Vers la fin de la pause déjeuner ? 

À ce rythme-là, la pause déjeuner pourrait-elle être amenée à disparaître ? Selon le psychologue du travail Adrien Chignard, c’est inenvisageable :  « Manger reste un plaisir pour la majorité des Français, souligne-t-il. Vous voyez très rarement des gens déjeuner dans les transports en commun, alors qu’au Royaume-Uni cette pratique ne choque personne… Le premier rempart contre la dépression psychologique dans une entreprise, c’est le soutien des pairs ». Cette cohésion est bénéfique pour les salariés, mais également pour les patrons souvent soucieux du bien-être et donc de la productivité de ses employés. 

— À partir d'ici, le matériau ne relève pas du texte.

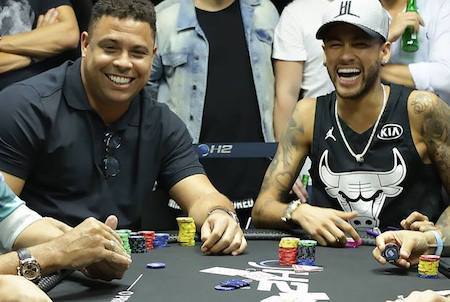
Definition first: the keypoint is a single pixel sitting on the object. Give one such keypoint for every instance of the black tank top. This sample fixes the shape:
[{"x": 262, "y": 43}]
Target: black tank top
[{"x": 389, "y": 184}]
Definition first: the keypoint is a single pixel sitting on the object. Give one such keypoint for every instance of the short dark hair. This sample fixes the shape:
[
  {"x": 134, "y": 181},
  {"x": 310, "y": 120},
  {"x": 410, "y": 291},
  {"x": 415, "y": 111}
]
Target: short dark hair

Ce qui doit ressortir de tout cela, c’est que chacun doit pouvoir se sentir libre de mener son temps de pause comme il le souhaite. Certaines personnes préfèrent une passe déjeuner au calme par exemple, après une matinée agitée passée dans un open space bruyant. Comme le conclu Adrien Chignard : « Dans tous les cas, ce moment doit être contrastant, affirme le psychologue du travail. En se focalisant sur autre chose que les e-mails et la pile de dossiers, on se détend et on peut ainsi restaurer nos capacités attentionnelles. »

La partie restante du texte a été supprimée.